White solid; Yield: 85%; m. p. 123˚C - 124˚C. IR (KBr) cm−1: 3372 (NH), 3033 (CH aromatic), 2940 (CH aliphatic), 1710 (C=O). 1HNMR (DMSO-d6) δ ppm: 8.79 (s, 1H, NH, D2O exchangeable), 8.60 (s, 1H, pyrimidine-H2), 8.17 (d, 2H, J = 1.80 Hz, phenylpyrazole-H2, H6), 7.97 (t, 2H, J = 8.70 Hz, phenylpyrazole-H3, H5), 7.56 (d, 2H, J = 8.10 Hz, phenyl-H2, H6), 7.37 (t, 1H, J = 6.00 Hz, phenylpyrazole-H4), 7.33 (t, 2H, J = 6.00 Hz, phenyl H2, H6), 4.23 (q, 2H, J = 7.20 Hz, CH2CH3), 2.62 (s, 3H, S-CH3), 1.3 (t, 3H, J = 6.6 Hz, CH2CH3). MS (m/z): 405 (C21H19N5O2S, 6.85%, M+), 376 (C19H14N5O2S, 3.72%), 256 (C12H10N5S, 2.27%), 241 (C12H9N4S, 12.52%). Anal. Calc. for: (C21H19N5O2S) (M.W. = 405): C, 62.21; H, 4.72; N, 17.27%; Found: C, 62.47; H, 4.81; N, 17.49%.

3.3. N-Cyclohexyl-3-(Methylthio)-1-Phenyl-1H-Pyrazolo[3,4-d] Pyrimidin-4-Amine (11)

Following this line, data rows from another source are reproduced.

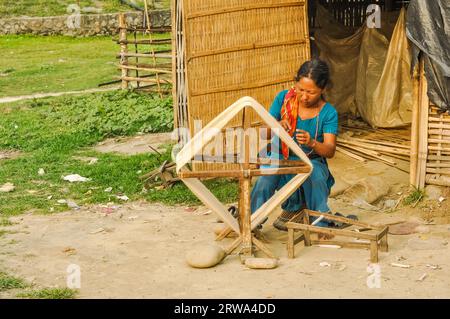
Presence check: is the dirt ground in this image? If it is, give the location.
[0,149,450,299]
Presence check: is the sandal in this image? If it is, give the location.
[272,211,300,231]
[228,206,269,230]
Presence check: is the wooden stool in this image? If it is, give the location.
[286,209,389,263]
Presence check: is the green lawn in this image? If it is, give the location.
[0,34,170,97]
[0,91,237,217]
[0,0,170,18]
[0,0,133,18]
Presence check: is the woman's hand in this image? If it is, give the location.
[295,130,312,146]
[280,120,291,132]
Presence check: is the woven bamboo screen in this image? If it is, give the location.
[172,0,310,171]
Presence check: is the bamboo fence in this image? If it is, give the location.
[113,6,172,97]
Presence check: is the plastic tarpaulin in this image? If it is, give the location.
[315,7,413,127]
[406,0,450,111]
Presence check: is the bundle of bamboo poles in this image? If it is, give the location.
[113,2,172,97]
[336,120,411,172]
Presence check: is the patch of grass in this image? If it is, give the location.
[0,0,138,18]
[0,218,14,227]
[0,34,170,98]
[0,272,28,291]
[403,187,425,206]
[0,91,173,216]
[17,288,78,299]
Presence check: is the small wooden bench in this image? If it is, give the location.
[286,209,389,263]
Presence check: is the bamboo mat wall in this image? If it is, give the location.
[173,0,310,169]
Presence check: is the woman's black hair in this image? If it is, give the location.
[295,59,330,90]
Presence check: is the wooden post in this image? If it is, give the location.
[416,57,430,188]
[239,108,253,257]
[119,13,128,90]
[380,233,389,252]
[409,65,421,187]
[287,228,295,259]
[370,240,378,264]
[303,211,311,247]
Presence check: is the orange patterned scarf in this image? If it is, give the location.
[281,88,300,160]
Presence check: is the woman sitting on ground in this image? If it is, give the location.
[251,59,338,230]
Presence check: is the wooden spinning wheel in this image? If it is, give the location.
[176,97,313,258]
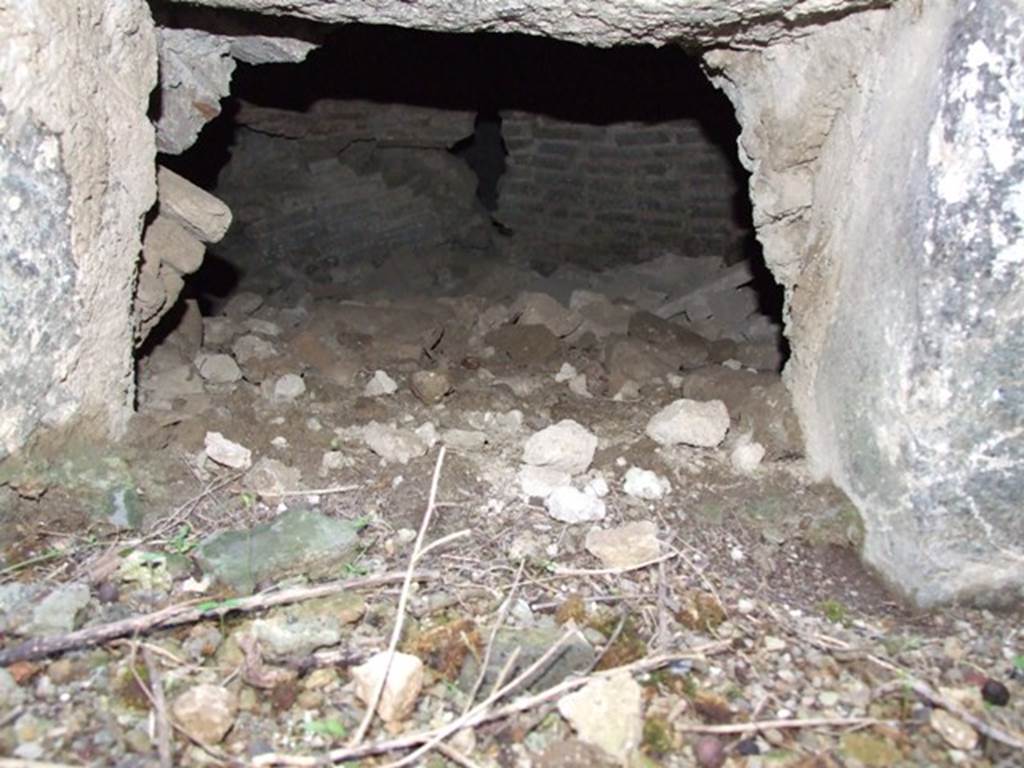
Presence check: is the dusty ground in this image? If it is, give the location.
[0,249,1024,767]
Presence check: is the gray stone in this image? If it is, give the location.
[645,399,729,447]
[196,354,242,384]
[544,485,606,525]
[362,421,429,464]
[29,583,89,635]
[196,509,359,592]
[522,419,597,475]
[459,627,595,692]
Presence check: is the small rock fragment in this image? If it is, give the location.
[519,464,572,499]
[171,684,239,744]
[585,520,662,568]
[558,672,643,765]
[352,651,423,723]
[409,371,452,406]
[197,354,242,384]
[645,398,729,447]
[693,736,726,768]
[928,708,978,751]
[362,371,398,397]
[623,467,672,501]
[362,421,428,464]
[729,435,765,474]
[522,419,597,475]
[204,432,253,469]
[981,678,1010,707]
[544,485,605,523]
[273,374,306,400]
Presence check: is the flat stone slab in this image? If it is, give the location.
[196,509,362,593]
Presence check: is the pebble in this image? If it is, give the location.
[273,374,306,400]
[197,354,242,384]
[522,419,597,475]
[204,432,253,469]
[645,398,729,447]
[171,684,239,744]
[623,467,672,501]
[585,520,662,568]
[362,371,398,397]
[558,672,643,765]
[409,371,452,406]
[352,651,423,723]
[544,485,606,523]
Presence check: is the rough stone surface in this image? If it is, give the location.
[585,520,662,568]
[623,467,672,501]
[558,672,643,765]
[171,684,239,744]
[0,0,157,456]
[352,651,423,723]
[362,421,429,464]
[203,432,253,469]
[544,485,606,524]
[159,0,885,45]
[707,0,1024,606]
[522,419,597,475]
[196,509,358,592]
[646,399,729,447]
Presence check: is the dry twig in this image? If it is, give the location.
[0,571,437,667]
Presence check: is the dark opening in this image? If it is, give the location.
[151,26,786,382]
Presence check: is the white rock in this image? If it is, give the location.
[231,334,278,366]
[645,398,729,447]
[522,419,597,475]
[569,374,594,398]
[362,371,398,397]
[273,374,306,400]
[171,684,239,744]
[413,421,440,449]
[623,467,672,501]
[221,291,263,319]
[587,469,611,499]
[585,520,662,568]
[555,362,577,384]
[729,435,765,474]
[558,672,643,765]
[512,292,583,336]
[362,421,428,464]
[544,485,605,523]
[519,464,572,499]
[203,432,253,469]
[196,354,242,384]
[321,451,352,475]
[441,429,487,453]
[352,651,423,723]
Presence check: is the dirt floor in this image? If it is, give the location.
[0,249,1024,768]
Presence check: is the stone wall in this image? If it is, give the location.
[708,0,1024,605]
[0,0,157,459]
[496,112,748,266]
[211,101,489,282]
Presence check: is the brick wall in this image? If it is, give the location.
[496,112,748,266]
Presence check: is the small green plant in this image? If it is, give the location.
[818,600,849,625]
[196,597,242,613]
[303,718,348,739]
[164,522,197,555]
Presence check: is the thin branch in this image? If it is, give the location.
[349,445,444,749]
[0,571,437,667]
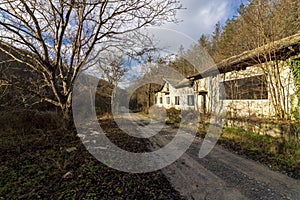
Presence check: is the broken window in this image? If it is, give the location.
[220,75,268,100]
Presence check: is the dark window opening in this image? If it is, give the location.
[188,95,195,106]
[175,96,180,105]
[220,75,268,100]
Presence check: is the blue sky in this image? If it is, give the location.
[163,0,247,41]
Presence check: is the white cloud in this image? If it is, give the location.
[164,0,246,41]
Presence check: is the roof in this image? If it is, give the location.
[188,32,300,80]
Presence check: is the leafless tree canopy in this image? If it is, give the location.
[0,0,181,120]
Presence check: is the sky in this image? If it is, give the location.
[121,0,247,86]
[163,0,247,41]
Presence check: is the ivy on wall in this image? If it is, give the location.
[291,60,300,120]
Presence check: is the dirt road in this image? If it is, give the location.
[132,115,300,200]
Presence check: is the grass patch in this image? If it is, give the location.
[0,110,181,199]
[218,128,300,179]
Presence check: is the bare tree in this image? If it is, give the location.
[0,0,181,120]
[238,0,300,119]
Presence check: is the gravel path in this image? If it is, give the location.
[128,113,300,200]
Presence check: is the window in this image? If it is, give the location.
[166,97,170,104]
[220,75,268,100]
[188,95,195,106]
[175,96,179,105]
[159,97,162,104]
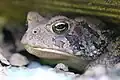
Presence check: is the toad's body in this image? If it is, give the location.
[21,12,119,70]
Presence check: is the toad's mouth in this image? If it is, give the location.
[24,45,75,59]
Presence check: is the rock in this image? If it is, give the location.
[0,48,10,65]
[9,53,29,66]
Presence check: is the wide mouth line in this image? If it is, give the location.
[25,45,73,56]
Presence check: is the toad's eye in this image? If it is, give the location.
[32,30,38,34]
[52,22,69,34]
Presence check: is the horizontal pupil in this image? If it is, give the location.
[55,24,67,29]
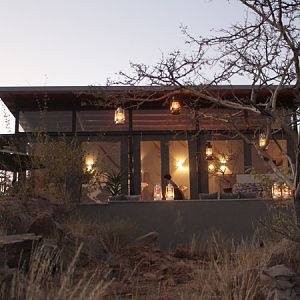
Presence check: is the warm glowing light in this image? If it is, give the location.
[281,183,293,199]
[176,159,189,171]
[170,98,181,115]
[208,164,215,172]
[220,158,227,174]
[85,159,94,172]
[166,183,175,200]
[205,142,213,160]
[153,184,162,200]
[258,133,267,148]
[272,182,282,199]
[115,107,125,124]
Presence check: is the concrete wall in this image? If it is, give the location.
[78,199,269,249]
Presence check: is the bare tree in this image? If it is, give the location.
[113,0,300,224]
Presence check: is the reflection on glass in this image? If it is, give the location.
[19,111,72,132]
[82,141,121,202]
[141,141,161,201]
[208,140,244,193]
[169,140,190,199]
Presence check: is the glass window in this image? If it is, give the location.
[76,110,128,132]
[132,110,195,131]
[82,141,122,202]
[169,140,190,199]
[251,140,288,174]
[141,141,161,201]
[208,140,244,193]
[19,111,72,132]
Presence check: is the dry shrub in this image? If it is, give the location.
[0,246,110,300]
[190,235,270,300]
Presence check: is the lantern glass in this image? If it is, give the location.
[272,182,282,199]
[205,142,213,160]
[282,183,292,199]
[258,133,267,148]
[220,158,227,174]
[170,98,181,115]
[115,107,125,124]
[166,183,175,200]
[153,184,162,200]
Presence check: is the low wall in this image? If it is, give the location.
[78,199,269,249]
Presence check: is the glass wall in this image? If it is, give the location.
[132,109,195,131]
[19,111,72,133]
[168,140,190,199]
[141,141,161,201]
[82,141,122,202]
[208,140,244,193]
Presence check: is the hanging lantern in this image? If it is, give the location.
[115,107,125,124]
[272,182,282,199]
[170,97,181,115]
[258,133,267,149]
[166,183,175,200]
[208,164,215,172]
[153,184,162,200]
[220,158,227,174]
[205,142,213,160]
[281,183,292,199]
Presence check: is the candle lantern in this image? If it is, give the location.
[272,182,282,199]
[220,158,227,174]
[153,184,162,200]
[282,183,292,199]
[115,107,125,124]
[170,98,181,115]
[205,142,213,160]
[258,133,267,149]
[166,183,174,200]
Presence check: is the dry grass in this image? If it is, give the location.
[0,247,110,300]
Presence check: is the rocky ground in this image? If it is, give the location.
[0,198,300,299]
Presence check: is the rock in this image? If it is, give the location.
[27,214,62,239]
[60,233,109,267]
[131,231,159,247]
[268,239,300,273]
[173,244,191,258]
[0,234,42,269]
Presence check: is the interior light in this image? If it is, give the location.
[205,142,213,160]
[115,107,125,125]
[170,97,181,115]
[258,133,267,149]
[166,183,175,200]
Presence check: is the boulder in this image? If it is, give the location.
[268,239,300,273]
[0,234,42,269]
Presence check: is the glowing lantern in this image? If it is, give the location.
[272,182,281,199]
[282,183,292,199]
[220,158,227,174]
[258,133,267,149]
[85,159,94,172]
[166,183,175,200]
[170,98,181,115]
[205,142,213,160]
[153,184,162,200]
[208,164,215,172]
[115,107,125,124]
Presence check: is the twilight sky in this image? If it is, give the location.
[0,0,244,132]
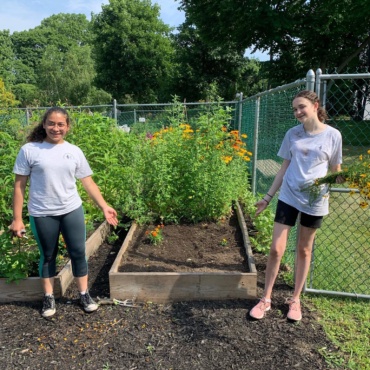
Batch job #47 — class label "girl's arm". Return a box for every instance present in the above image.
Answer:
[9,175,28,238]
[255,159,290,216]
[80,176,118,226]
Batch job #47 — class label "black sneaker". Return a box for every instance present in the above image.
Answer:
[41,295,55,317]
[80,292,99,312]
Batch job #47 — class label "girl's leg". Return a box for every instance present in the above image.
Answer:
[292,225,317,300]
[61,207,88,284]
[61,207,99,312]
[249,222,291,320]
[263,222,291,300]
[30,216,60,294]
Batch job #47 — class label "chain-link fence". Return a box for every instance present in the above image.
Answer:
[0,70,370,298]
[241,70,370,298]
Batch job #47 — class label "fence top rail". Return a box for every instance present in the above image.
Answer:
[244,78,306,101]
[317,73,370,80]
[116,100,239,107]
[0,104,113,111]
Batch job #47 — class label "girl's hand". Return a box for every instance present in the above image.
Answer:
[103,207,118,226]
[9,221,26,238]
[255,199,269,216]
[335,175,346,184]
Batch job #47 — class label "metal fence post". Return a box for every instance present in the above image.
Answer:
[315,68,322,100]
[306,69,315,91]
[236,92,243,134]
[113,99,118,125]
[252,96,261,195]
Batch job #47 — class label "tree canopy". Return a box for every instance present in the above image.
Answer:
[180,0,370,82]
[92,0,173,102]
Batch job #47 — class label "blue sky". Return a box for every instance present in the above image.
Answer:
[0,0,268,60]
[0,0,185,33]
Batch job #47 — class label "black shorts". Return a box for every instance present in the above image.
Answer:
[274,200,323,229]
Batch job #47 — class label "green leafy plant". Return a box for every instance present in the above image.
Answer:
[307,149,370,209]
[120,98,252,223]
[0,231,40,282]
[241,193,274,254]
[145,224,164,245]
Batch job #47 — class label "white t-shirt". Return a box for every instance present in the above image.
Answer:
[13,141,92,217]
[278,124,342,216]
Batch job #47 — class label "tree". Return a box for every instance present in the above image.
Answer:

Into a solution of equimolar amounts of compound 9 and cyclohexylamine (10 mmol each) in ethanol (30 ml), trimethylamine (15 mmol) was added. The reaction mixture was heated under reflux for 6 hours then allowed to cool. The crude product was filtered out, dried and finally recrystallized from ethanol. White solid; Yield: 74%; m. p. 114˚C - 116˚C. IR (KBr) cm−1: 3397 (NH), 3031 (CH aromatic), 2925 (CH aliphatic). 1HNMR (DMSO-d6) δ ppm: 8.36 (s, 1H, pyrimidine-H2), 8.16 (d, 2H, H6, J = 8.10, phenyl-H2), 7.55 (t, 2H, H5, J = 8.40, phenyl-H3), 7.33 (t, 1H, J = 7.20, phenyl-H4), 6.32 (s, 1H, NH, D2O exchangeable), 2.71 (s, 3H, SCH3) 1.97-1.36 (m, 11H, cyclohexyl). MS (m/z): 339 (C18H21N5S, 23.10%, M+), 257 (C12H11N5S, M-C6H11, 100%). Anal. Calc. for: (C18H21N5S) (M.W. = 339): C, 63.69; H, 6.24; N, 20.63%; Found: C, 63.85; H, 6.32; N, 20.86%.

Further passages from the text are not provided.